Gamer. Nerd. Sorceress.
Jade Crow lives a quiet life running her comic book and game store in Wylde, Idaho. After twenty-five years fleeing from a powerful sorcerer who wants to eat her heart and take her powers, quiet suits her just fine. Surrounded by friends who are even less human than she is, Jade figures she’s finally safe.
As long as she doesn’t use her magic.
When dark powers threaten her friends’ lives, a sexy shape-shifter enforcer shows up. He’s the shifter world’s judge, jury, and executioner rolled into one, and he thinks Jade is to blame. To clear her name, save her friends, and stop the villain, she’ll have to use her wits… and her sorceress powers.
Except Jade knows that as soon as she does, a far deadlier nemesis awaits.
Justice Calling is the first book in The Twenty-Sided Sorceress urban fantasy series. Readers who enjoyed The Dresden Files or The Iron Druid Chronicles will likely enjoy this series.
Jade has kept the full details of her magical ability secret from even her closest friends as she makes a new life for herself. Using her magic will alert her psycho, heart eating ex to her location and endanger everyone she loves. But shifters are vanishing in town and Jade might have to risk her safety to save lives.
I enjoyed this urban fantasy novella a lot. Firstly it has a beautiful cover, which I like to see in my books. As it is under 100 pages, the author is not wasting much time on description. We get the basic descriptions that we need to set the scene and describe the characters appearances and that is all. That actually suits me as I don't like pages of descriptions about every room the person goes into and every piece of clothing worn by everyone etc. I like to get straight to the point of the story and this book certainly does that.
Jade is a good character. She is feisty and loyal but lives in constant fear of her evil ex Samir. By not using her magic for fear of alerting him to her location, Jade finds that she gets tired and out of shape each time she needs to use magic, which is something that I liked. The author indicates that to keep magic strong and powerful, you need to practice with it and Jade is making it harder to defend herself by not doing this. It is a nice plot twist. When she is called on to use the magic, it takes a lot of effort out of her meaning we are not just seeing an invincible witch. She is vulnerable and scared which means I could relate more to her and her situation. Alek is an interesting character. When his piercing blue eyes were mentioned I got an image in my head of Viggo Mortensen which is not a bad thing to be thinking of as you read! I liked her friends and the fact that they are gaming geeks, which was fun. I also liked that the shifters in the group were all different from each other.

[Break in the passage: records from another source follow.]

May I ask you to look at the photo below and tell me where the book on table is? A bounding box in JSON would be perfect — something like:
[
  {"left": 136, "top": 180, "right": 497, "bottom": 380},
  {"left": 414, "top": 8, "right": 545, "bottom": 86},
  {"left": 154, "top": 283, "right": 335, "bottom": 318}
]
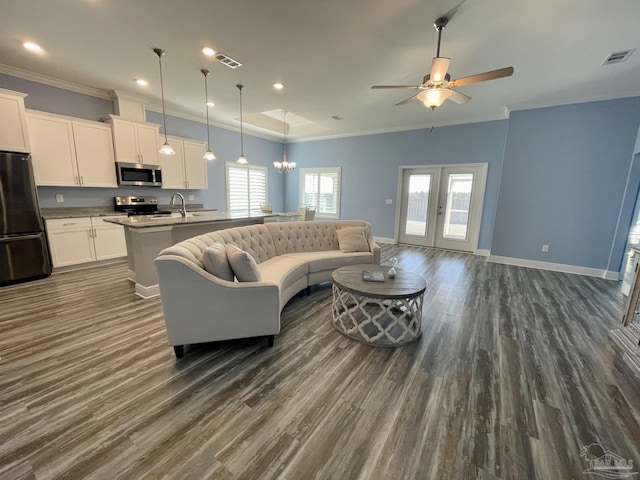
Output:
[{"left": 362, "top": 270, "right": 384, "bottom": 282}]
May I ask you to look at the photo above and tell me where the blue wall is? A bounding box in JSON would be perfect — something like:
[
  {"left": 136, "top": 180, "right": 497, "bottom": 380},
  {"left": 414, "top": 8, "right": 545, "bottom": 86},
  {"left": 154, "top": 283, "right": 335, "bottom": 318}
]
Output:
[
  {"left": 0, "top": 74, "right": 640, "bottom": 271},
  {"left": 285, "top": 120, "right": 507, "bottom": 249},
  {"left": 491, "top": 97, "right": 640, "bottom": 270}
]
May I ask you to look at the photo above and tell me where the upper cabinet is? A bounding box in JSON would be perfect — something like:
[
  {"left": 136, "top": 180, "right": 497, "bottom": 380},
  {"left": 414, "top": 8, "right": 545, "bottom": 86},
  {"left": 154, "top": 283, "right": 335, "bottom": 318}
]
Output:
[
  {"left": 105, "top": 116, "right": 160, "bottom": 165},
  {"left": 27, "top": 111, "right": 117, "bottom": 187},
  {"left": 0, "top": 89, "right": 31, "bottom": 153},
  {"left": 159, "top": 137, "right": 207, "bottom": 190}
]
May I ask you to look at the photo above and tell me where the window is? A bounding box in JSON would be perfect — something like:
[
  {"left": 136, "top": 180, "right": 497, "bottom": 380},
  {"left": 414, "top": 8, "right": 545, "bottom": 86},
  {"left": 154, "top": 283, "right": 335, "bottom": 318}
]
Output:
[
  {"left": 226, "top": 162, "right": 268, "bottom": 214},
  {"left": 299, "top": 167, "right": 341, "bottom": 218}
]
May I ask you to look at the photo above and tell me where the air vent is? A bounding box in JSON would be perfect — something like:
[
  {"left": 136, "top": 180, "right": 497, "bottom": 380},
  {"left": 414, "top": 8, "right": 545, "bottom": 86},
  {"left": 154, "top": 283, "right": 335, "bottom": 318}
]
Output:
[
  {"left": 602, "top": 48, "right": 636, "bottom": 65},
  {"left": 215, "top": 53, "right": 242, "bottom": 68}
]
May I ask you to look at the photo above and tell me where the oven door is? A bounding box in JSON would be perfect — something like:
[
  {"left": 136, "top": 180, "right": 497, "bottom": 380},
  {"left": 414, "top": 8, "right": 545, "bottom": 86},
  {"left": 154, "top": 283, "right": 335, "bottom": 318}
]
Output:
[{"left": 116, "top": 162, "right": 162, "bottom": 187}]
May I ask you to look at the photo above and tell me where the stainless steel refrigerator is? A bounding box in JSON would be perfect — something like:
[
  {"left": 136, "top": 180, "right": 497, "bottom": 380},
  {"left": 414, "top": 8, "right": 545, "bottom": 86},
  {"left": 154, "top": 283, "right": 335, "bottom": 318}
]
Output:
[{"left": 0, "top": 152, "right": 51, "bottom": 286}]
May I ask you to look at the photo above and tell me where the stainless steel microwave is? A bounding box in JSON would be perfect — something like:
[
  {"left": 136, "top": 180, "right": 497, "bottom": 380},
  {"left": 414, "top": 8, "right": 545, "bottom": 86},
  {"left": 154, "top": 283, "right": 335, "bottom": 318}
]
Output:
[{"left": 116, "top": 162, "right": 162, "bottom": 187}]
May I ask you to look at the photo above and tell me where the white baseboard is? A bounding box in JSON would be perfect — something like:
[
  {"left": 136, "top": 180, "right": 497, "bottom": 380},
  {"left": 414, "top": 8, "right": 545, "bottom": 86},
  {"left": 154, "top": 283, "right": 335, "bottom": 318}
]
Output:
[
  {"left": 373, "top": 237, "right": 398, "bottom": 245},
  {"left": 136, "top": 283, "right": 160, "bottom": 298},
  {"left": 489, "top": 255, "right": 618, "bottom": 280}
]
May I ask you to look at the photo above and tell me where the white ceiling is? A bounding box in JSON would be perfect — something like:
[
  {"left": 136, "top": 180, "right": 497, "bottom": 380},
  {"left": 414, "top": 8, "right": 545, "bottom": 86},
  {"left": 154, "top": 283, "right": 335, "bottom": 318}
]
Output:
[{"left": 0, "top": 0, "right": 640, "bottom": 140}]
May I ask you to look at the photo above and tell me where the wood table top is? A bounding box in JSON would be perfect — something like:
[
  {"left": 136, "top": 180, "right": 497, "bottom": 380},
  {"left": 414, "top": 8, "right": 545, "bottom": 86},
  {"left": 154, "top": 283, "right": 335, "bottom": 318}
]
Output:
[{"left": 331, "top": 264, "right": 427, "bottom": 298}]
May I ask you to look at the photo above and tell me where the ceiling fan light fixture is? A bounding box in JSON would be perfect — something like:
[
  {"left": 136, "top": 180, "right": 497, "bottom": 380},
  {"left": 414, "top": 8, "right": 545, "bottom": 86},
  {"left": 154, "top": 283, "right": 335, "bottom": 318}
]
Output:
[
  {"left": 418, "top": 88, "right": 451, "bottom": 110},
  {"left": 153, "top": 48, "right": 176, "bottom": 155}
]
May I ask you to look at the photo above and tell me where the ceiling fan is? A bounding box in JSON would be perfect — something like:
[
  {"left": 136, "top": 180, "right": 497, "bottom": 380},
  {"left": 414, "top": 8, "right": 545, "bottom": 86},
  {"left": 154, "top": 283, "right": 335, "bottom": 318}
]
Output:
[{"left": 371, "top": 17, "right": 513, "bottom": 110}]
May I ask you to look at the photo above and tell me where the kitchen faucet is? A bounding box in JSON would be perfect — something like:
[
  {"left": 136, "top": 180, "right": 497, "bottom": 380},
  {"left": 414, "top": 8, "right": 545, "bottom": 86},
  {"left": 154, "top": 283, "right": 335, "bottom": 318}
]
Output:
[{"left": 171, "top": 192, "right": 187, "bottom": 218}]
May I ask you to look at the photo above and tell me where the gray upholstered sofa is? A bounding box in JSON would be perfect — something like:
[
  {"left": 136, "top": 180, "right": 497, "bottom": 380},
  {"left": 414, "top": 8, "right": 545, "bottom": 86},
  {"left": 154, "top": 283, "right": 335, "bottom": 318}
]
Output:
[{"left": 155, "top": 220, "right": 380, "bottom": 358}]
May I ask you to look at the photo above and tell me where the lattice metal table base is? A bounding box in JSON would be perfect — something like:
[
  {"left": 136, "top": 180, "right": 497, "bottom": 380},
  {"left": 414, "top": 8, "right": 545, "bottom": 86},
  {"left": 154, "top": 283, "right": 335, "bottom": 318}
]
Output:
[{"left": 332, "top": 283, "right": 424, "bottom": 347}]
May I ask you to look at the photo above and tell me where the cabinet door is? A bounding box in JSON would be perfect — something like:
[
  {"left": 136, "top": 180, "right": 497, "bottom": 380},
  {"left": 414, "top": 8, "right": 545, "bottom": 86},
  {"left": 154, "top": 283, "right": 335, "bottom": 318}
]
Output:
[
  {"left": 91, "top": 217, "right": 127, "bottom": 260},
  {"left": 0, "top": 91, "right": 31, "bottom": 153},
  {"left": 72, "top": 121, "right": 118, "bottom": 187},
  {"left": 158, "top": 137, "right": 186, "bottom": 189},
  {"left": 27, "top": 113, "right": 79, "bottom": 187},
  {"left": 138, "top": 124, "right": 160, "bottom": 165},
  {"left": 112, "top": 120, "right": 142, "bottom": 163},
  {"left": 184, "top": 140, "right": 207, "bottom": 190}
]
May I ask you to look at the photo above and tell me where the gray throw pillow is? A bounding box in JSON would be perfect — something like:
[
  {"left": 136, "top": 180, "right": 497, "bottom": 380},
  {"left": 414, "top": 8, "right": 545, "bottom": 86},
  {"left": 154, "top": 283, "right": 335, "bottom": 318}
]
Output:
[
  {"left": 337, "top": 227, "right": 369, "bottom": 253},
  {"left": 202, "top": 243, "right": 233, "bottom": 282},
  {"left": 226, "top": 245, "right": 262, "bottom": 282}
]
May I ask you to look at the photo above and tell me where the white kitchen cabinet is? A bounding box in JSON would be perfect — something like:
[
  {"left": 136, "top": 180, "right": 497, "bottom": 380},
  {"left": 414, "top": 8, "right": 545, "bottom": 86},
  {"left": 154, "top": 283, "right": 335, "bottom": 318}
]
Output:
[
  {"left": 46, "top": 217, "right": 127, "bottom": 267},
  {"left": 160, "top": 137, "right": 207, "bottom": 190},
  {"left": 0, "top": 89, "right": 31, "bottom": 153},
  {"left": 105, "top": 116, "right": 160, "bottom": 165},
  {"left": 27, "top": 112, "right": 117, "bottom": 187}
]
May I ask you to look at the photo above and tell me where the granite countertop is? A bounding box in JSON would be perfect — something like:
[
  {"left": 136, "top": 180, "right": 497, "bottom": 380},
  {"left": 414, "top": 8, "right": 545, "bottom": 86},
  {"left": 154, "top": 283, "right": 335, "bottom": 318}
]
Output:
[
  {"left": 107, "top": 209, "right": 268, "bottom": 228},
  {"left": 40, "top": 203, "right": 205, "bottom": 220}
]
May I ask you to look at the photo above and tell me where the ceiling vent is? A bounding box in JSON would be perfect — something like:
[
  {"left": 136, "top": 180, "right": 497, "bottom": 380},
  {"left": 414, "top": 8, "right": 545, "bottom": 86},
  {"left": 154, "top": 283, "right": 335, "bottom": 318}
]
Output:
[
  {"left": 215, "top": 53, "right": 242, "bottom": 68},
  {"left": 602, "top": 48, "right": 636, "bottom": 65}
]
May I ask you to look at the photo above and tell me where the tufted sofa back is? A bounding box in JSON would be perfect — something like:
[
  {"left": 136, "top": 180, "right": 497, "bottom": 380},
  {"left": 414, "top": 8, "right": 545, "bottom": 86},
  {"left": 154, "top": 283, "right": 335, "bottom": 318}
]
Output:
[
  {"left": 264, "top": 220, "right": 372, "bottom": 255},
  {"left": 159, "top": 220, "right": 373, "bottom": 268}
]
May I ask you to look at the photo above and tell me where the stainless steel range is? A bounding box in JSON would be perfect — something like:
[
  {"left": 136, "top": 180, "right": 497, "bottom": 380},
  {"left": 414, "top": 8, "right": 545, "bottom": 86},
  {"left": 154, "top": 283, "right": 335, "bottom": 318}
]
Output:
[{"left": 113, "top": 196, "right": 171, "bottom": 217}]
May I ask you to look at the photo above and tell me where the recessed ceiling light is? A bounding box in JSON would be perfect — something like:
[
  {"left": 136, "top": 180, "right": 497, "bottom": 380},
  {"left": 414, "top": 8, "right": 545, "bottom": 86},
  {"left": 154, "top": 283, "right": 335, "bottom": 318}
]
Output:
[{"left": 22, "top": 42, "right": 42, "bottom": 53}]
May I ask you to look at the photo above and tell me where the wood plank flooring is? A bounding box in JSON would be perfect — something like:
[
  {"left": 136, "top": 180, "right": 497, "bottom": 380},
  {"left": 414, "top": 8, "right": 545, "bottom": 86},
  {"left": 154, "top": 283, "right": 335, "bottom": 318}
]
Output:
[{"left": 0, "top": 245, "right": 640, "bottom": 480}]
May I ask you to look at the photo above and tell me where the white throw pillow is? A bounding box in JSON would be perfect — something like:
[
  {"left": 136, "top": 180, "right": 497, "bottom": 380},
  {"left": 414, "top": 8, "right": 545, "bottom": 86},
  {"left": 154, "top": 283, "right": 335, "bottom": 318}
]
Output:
[
  {"left": 202, "top": 243, "right": 233, "bottom": 282},
  {"left": 226, "top": 245, "right": 262, "bottom": 282},
  {"left": 337, "top": 227, "right": 369, "bottom": 253}
]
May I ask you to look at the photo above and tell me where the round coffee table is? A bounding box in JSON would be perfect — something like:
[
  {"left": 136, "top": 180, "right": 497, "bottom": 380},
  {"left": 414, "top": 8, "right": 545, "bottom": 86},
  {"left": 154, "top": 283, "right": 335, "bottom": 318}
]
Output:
[{"left": 331, "top": 265, "right": 427, "bottom": 347}]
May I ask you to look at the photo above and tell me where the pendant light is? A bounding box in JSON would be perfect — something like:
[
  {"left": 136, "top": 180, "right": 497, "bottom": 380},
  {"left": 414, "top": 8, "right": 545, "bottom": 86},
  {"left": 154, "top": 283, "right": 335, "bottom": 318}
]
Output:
[
  {"left": 273, "top": 110, "right": 296, "bottom": 173},
  {"left": 200, "top": 68, "right": 216, "bottom": 160},
  {"left": 236, "top": 84, "right": 249, "bottom": 165},
  {"left": 153, "top": 48, "right": 176, "bottom": 155}
]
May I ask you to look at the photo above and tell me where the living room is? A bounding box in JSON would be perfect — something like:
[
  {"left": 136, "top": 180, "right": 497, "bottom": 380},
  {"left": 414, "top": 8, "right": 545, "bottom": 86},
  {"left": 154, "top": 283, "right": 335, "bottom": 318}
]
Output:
[{"left": 0, "top": 1, "right": 640, "bottom": 478}]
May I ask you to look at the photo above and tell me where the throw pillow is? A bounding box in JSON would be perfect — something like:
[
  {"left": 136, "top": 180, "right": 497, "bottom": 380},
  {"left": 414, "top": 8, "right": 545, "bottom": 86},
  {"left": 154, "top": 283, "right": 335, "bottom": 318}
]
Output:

The plot itself was interesting. A bad guy is draining power from shifters and planning an evil ritual that Jade and her friends have to stop. OK so there might not be anything new in that but when a story is well written you don't mind it not being original. And I thought it did deliver on plot. Jade makes an almost fatal mistake near the end which again, I liked because it is something that most people would have got wrong. I liked that she had that cowardly streak that had her thinking about running away, I liked that she was scared and did stupid things.
So what were the negatives about the book? Basically the length of it. While I was ok with the reduced description, the short book meant that the whole climax of the book was a bit rushed. I'd have liked to have seen a bit more of a tension filled ending where things are ramped up, followed by a huge magical battle. This is not what we got. It was a short rescue/fight scene which was over before it really got started which was a shame. Still, it didn't spoil my enjoyment of the story. There are also a few errors in it that a bit of proof reading would sort out ie spelling and words missing from sentences. Nothing too annoying though.
I would like to continue with the series but I refuse to pay full price for the remaining paperbacks if they are short novellas. Too many authors are doing this now, splitting a normal sized novel into three parts to get three times the amount of money from the reader. As a reader on a book budget, I won't be buying them unless they become discounted or greatly increase in size.